When our younger son and his wife decided on a domestic adoption instead of another pregnancy (and the potentially fraught birth of a second child) they did not rule out an interracial adoption. Thoughtful and aware as they are, they wanted to prepare their parents for the possibility of having a Black or brown-skinned grandchild. So they convened a confab to talk about the possibility of implicit bias in their boomer parents.


I remember having difficulty identifying with any propensity in myself to be subtly racist and vaguely feeling falsely suspected. After all, I’m a liberal, tolerant guy. I’m a social worker and feel “woke” to issues of racial bias and discrimination, even though I have dealt with very few Black or brown-skinned people in my personal or professional life.


They ended up adopting a beautiful baby girl from Arizona with Native American ancestry, and so far so good among the grands, I believe.

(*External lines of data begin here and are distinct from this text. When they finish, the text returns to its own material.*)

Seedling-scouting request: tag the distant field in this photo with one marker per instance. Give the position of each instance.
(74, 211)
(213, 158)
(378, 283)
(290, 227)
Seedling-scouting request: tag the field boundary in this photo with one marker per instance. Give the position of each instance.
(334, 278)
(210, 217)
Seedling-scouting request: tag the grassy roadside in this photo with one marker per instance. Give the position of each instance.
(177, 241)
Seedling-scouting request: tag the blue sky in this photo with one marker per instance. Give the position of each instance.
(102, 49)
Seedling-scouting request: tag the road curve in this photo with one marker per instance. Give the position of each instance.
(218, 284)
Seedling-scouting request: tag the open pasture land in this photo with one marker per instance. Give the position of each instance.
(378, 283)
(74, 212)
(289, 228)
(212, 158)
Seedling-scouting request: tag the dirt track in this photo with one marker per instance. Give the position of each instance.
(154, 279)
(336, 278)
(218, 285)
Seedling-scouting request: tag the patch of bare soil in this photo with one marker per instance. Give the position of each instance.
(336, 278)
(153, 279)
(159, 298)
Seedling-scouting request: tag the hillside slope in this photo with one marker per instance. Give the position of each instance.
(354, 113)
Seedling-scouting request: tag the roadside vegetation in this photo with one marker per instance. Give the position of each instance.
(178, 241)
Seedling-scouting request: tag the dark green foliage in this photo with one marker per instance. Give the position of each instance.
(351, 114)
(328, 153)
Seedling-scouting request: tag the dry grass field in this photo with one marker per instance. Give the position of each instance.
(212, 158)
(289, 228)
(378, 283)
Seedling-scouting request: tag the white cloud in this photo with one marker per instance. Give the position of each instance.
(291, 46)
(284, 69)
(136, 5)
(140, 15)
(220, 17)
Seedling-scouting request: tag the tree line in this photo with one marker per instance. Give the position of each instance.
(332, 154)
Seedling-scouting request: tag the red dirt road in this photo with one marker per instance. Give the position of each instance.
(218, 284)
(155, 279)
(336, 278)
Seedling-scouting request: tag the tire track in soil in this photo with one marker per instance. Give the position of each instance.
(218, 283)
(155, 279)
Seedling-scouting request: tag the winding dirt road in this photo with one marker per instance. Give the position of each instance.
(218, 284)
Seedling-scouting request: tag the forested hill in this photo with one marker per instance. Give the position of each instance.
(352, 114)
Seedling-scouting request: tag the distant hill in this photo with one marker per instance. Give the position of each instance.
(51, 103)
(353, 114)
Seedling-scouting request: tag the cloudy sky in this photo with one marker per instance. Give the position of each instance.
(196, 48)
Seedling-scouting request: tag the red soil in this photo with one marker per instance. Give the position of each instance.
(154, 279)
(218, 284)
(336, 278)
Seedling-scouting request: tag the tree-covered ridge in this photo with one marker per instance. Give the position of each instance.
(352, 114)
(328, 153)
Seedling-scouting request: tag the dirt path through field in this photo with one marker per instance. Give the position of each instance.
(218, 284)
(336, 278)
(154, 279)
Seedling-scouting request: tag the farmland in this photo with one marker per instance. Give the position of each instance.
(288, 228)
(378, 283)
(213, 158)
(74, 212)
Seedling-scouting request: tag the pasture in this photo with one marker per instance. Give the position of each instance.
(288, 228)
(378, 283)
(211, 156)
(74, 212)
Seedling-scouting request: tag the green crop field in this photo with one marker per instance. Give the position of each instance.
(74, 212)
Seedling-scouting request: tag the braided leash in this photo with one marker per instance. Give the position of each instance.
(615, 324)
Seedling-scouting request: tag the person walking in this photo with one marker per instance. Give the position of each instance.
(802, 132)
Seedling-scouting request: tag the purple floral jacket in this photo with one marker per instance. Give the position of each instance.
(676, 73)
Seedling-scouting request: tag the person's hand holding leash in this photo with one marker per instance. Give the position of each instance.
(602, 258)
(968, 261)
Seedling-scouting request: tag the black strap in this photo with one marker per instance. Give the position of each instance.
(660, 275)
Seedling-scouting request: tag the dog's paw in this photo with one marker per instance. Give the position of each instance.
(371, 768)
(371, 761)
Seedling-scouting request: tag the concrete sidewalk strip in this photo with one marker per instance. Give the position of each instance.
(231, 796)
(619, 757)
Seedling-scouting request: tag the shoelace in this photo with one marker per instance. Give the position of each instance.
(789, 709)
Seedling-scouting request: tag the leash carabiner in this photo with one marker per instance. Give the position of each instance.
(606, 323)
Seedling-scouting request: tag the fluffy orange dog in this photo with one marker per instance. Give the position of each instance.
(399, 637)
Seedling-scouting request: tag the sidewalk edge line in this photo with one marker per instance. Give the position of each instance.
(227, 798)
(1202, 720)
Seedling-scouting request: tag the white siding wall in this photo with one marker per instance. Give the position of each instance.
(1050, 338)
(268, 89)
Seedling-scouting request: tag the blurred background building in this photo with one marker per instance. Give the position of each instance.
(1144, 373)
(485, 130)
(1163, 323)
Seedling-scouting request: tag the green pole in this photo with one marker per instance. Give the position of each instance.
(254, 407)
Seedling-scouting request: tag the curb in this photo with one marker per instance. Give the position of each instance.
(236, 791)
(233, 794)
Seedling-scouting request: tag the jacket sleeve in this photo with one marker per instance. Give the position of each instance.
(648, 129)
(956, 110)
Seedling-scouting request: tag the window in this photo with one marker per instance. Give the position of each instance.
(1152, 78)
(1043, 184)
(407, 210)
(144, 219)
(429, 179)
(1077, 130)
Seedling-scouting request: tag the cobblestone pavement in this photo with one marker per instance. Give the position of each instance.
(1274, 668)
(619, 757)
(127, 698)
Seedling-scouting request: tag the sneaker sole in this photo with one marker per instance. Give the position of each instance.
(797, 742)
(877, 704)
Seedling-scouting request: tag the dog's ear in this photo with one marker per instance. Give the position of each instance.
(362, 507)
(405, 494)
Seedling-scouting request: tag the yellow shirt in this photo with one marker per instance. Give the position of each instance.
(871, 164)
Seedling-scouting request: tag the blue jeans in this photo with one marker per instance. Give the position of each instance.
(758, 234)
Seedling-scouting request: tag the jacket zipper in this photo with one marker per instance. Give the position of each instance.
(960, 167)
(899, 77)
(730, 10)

But then recently, being mostly retired, I picked up a book to read, entitled Institutional Racism in America, that had quite surely been on my unread bookshelf for some fifty years, from my college days. Published over fifty years ago in 1969, the book was the collective effort of a group of academics wanting to address the shortcomings of the Kerner Commission Report of the National Advisory Commission on Civil Disorders, the official government documentary response to the spate of violent race riots that erupted in American cities in the late 1960s.

I thought, with all the talk of late about racism in America, and the stout resistance on the right to accept its existence, I could be edified about institutional racism. What got me was how well my own implicit bias (who, me?) was brought sharply into relief in the first chapter of this treatise, which starts by describing examples of “individual racism.”